Parfois, je m'ennuie profondément, et je fais des choses vilaines. Comme candidater dans une ESC de Paris, pas la plus grande, ni la seconde, mais une ESC de Paris.

Maintenant, c'est encore plus simple: Merci le monde merveilleux de l'INTERNET!

Lassée de voir le regard ahuri des proches en entendant l'intitulé de mes diplômes, je me suis dit qu'un MBA de n'importe quoi ferait l'affaire pour jouir d'un statut social grandiloquent.

Alors, plutôt que de regarder la télévision, avec des rediffusions trop fréquentes de reportages au rabais, je me suis penchée sur le cas des ESC et leurs modalités de sélections. Oui, il parait que c'est ultra rude de se faire accepter. Alors, je suis allée mesurer la valeur de mes deux bac + 5 d'université dans une des écoles pas trop pourries de la capitale.

 

Je remplis donc un dossier, sur le site internet de l'école, qui accepte après concours. Non non, pas la vraie école à fric post-bac, qui accepterait même mon chien, pourvu que maman chien et papa chien s'habillent chez Prada. Alors je remplis, compulsivement le dossier, avec mes expériences, mes qualifications, qui je suis, ce que j'aime, ce que je pense, et pourquoi je pense. Après quelques bidouilles connues du grand public pour rendre mes diplômes chics, je valide et j'envoie.

 

Réponse immédiate de l'école: le dossier de candidature a bien été déposé et va être étudié. Oui messieurs, mais faut faire vite, c'était début décembre, et je candidatais pour la session de février. Ca c'est la magie de la rentabilité d'une bonne ESC: deux sessions, la traditionnelle d'octobre et une autre, pour les mauvais retardataires en février. Alors, pour ceux qui connaissent un peu la fac, ça sent la sélection après échec au premier semestre de la fac.

 

Explication: après le premier semestre, pendant les trois années de licence, maintenant généralistes, on peut, si mauvaises notes, choisir de se réorienter, vers un autre cursus (en général, les gens en histoire foncent en psycho) ou partir. Car oui, la fac, c'est aussi un méchant monde de requins nasty nasty! Qui n'a jamais entendu un prof de fac, dire ouvertement à un ou une élève que les études c'était probablement pas son truc.

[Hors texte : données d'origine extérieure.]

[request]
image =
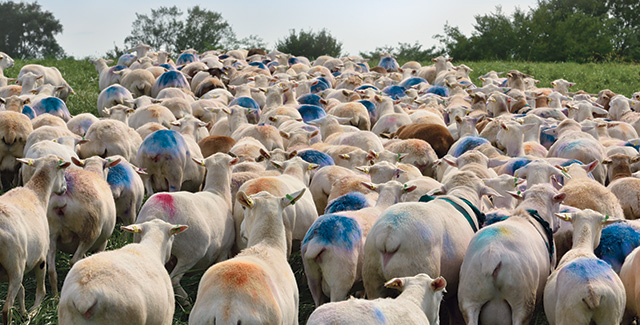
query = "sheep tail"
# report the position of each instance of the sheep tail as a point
(592, 300)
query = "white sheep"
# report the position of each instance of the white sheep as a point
(258, 285)
(419, 303)
(584, 289)
(26, 231)
(125, 286)
(83, 218)
(208, 215)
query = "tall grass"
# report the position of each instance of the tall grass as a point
(81, 75)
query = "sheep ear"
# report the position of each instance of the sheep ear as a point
(178, 229)
(564, 216)
(438, 284)
(244, 199)
(370, 186)
(77, 162)
(132, 228)
(395, 283)
(291, 199)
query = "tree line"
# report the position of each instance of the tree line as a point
(552, 30)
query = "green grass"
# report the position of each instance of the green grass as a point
(82, 76)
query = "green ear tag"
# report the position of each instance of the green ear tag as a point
(290, 198)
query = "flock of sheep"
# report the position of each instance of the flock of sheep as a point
(404, 185)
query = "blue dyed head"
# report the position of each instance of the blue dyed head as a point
(616, 242)
(351, 201)
(334, 230)
(395, 92)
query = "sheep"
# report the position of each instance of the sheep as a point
(506, 266)
(25, 229)
(83, 218)
(622, 185)
(572, 143)
(166, 156)
(126, 285)
(580, 190)
(584, 289)
(438, 137)
(138, 82)
(51, 76)
(80, 123)
(418, 303)
(325, 250)
(112, 96)
(108, 138)
(298, 218)
(207, 213)
(14, 130)
(407, 228)
(227, 291)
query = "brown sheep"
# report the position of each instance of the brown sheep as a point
(436, 135)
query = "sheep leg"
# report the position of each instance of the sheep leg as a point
(41, 269)
(15, 287)
(51, 261)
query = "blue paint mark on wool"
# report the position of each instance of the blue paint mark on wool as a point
(172, 79)
(310, 99)
(587, 268)
(52, 105)
(316, 157)
(389, 63)
(335, 230)
(163, 141)
(379, 315)
(186, 58)
(407, 83)
(247, 102)
(395, 92)
(311, 112)
(439, 90)
(351, 201)
(468, 143)
(616, 242)
(259, 65)
(370, 106)
(28, 111)
(321, 85)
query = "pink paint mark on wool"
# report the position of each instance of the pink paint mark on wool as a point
(166, 201)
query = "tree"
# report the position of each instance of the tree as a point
(160, 30)
(28, 32)
(204, 30)
(310, 44)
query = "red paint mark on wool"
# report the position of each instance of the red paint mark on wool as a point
(166, 201)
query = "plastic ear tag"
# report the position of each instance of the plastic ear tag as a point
(290, 198)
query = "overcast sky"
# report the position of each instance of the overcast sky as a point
(92, 27)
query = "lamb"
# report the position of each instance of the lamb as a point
(407, 228)
(584, 289)
(166, 156)
(581, 190)
(298, 218)
(208, 215)
(227, 291)
(418, 303)
(622, 185)
(83, 218)
(108, 138)
(25, 235)
(95, 291)
(332, 249)
(507, 263)
(14, 130)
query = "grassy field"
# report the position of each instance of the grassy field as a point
(81, 75)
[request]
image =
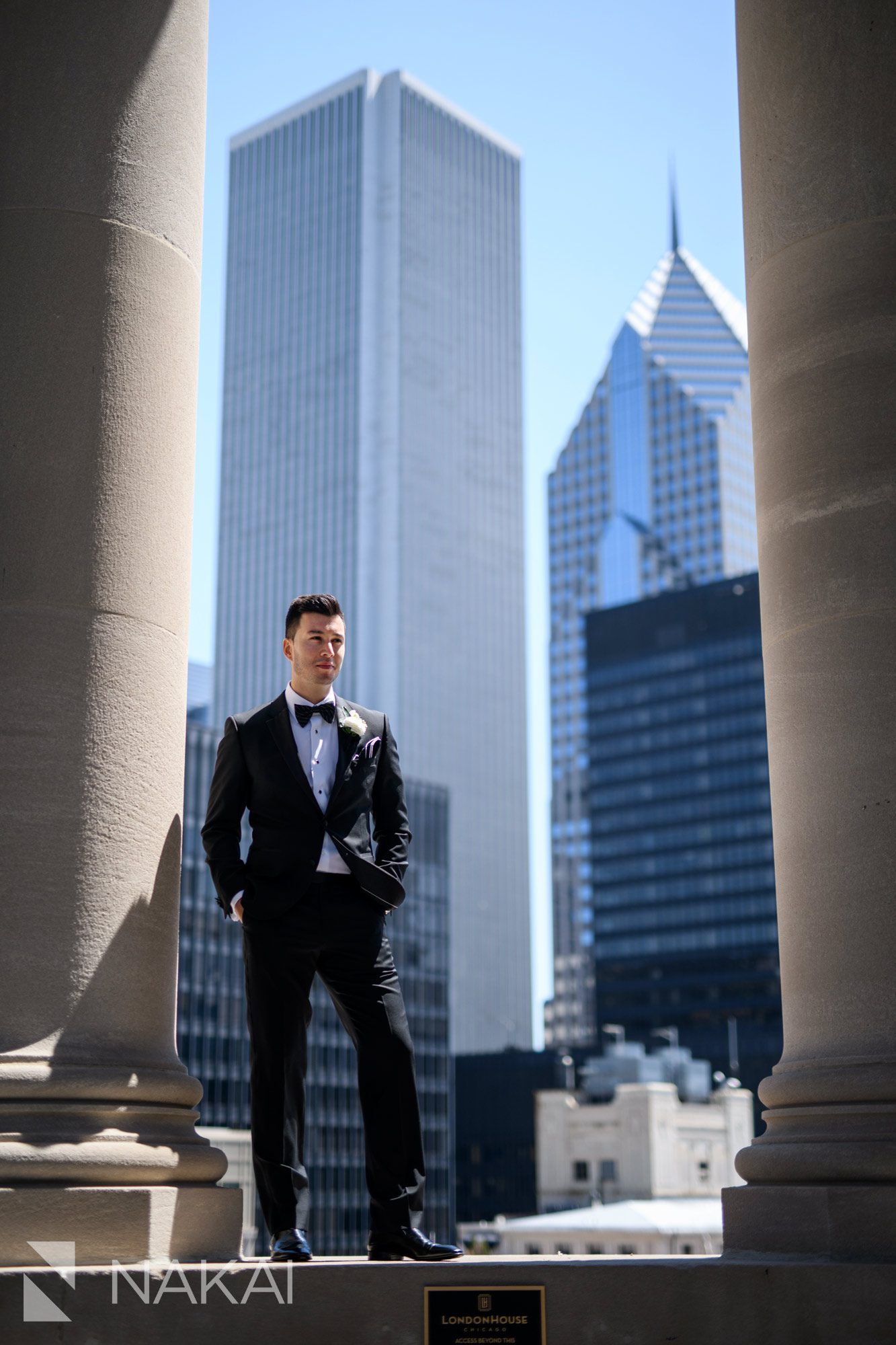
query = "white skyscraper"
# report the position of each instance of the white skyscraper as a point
(372, 447)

Les profs sont parfois durs et vous invitent à bien réfléchir à vous réinscrire, parce que de toute façon, ils pensent que vous n'y arriverez pas. J'ai une amie qui l'a entendu par différents profs, en deug, licence, et finalement maitrise, qu'elle n'a jamais pu valider, et le tout en plus de 7 ans.

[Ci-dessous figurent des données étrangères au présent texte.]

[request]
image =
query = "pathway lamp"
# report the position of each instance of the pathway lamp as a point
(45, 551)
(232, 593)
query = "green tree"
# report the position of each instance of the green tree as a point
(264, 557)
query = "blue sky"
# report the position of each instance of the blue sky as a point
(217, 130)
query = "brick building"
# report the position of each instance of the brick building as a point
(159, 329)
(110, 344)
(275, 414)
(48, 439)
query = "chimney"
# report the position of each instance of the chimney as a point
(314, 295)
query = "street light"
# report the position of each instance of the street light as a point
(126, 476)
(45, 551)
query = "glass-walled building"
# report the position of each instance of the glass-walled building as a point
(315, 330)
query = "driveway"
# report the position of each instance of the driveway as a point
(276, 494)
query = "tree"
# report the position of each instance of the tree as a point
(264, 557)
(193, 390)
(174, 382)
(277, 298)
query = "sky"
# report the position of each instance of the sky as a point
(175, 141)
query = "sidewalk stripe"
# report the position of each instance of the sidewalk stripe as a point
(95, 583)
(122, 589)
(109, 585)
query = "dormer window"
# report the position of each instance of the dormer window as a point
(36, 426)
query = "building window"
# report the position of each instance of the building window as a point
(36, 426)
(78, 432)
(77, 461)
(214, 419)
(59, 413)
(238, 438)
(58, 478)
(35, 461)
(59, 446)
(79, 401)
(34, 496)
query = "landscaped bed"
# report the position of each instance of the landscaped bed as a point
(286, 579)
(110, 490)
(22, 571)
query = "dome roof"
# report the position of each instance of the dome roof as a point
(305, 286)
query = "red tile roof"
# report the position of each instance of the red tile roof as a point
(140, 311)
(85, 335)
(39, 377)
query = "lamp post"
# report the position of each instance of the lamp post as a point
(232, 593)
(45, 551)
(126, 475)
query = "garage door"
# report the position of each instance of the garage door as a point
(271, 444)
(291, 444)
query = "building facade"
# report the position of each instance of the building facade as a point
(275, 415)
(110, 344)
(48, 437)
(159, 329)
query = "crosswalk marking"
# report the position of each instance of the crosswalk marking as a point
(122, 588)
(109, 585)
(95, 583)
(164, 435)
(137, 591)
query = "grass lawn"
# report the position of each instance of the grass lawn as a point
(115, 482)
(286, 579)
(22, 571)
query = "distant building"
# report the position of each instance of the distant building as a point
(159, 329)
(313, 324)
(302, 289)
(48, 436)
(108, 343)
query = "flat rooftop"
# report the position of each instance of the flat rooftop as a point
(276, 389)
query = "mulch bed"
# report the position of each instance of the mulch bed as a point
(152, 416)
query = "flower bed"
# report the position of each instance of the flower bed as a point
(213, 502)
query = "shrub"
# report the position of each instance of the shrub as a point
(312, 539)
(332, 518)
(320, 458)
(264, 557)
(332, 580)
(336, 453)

Mais qu'importe: mes pauv' diplomes de la fac n'ont pas faire sourire cette ESC. Non, elle vient de m'accepter pour un MBA de marketing international. Youpi Youpi.

Alors le programme: très peu, voire encore moins, de cours. Et un stage au milieu.

Le soleil rayonne enfin dans mon univers!!! Il ne me manque plus que 16 000 euros pour finaliser l'inscription!

Mais, ça, c'est une autre histoire... Mon intention n'est pas d'enrichir deux ou trois professionnels qui ne savent plus comment gagner un peu d'argent et qui se baffrents sur le dos des jeunes en mal d'avenir et de leurs parents, pas plus optimistes sur le devenir de leurs bambins dans un monde de l'entreprise que tout le monde reconnait en pleine décrépitude!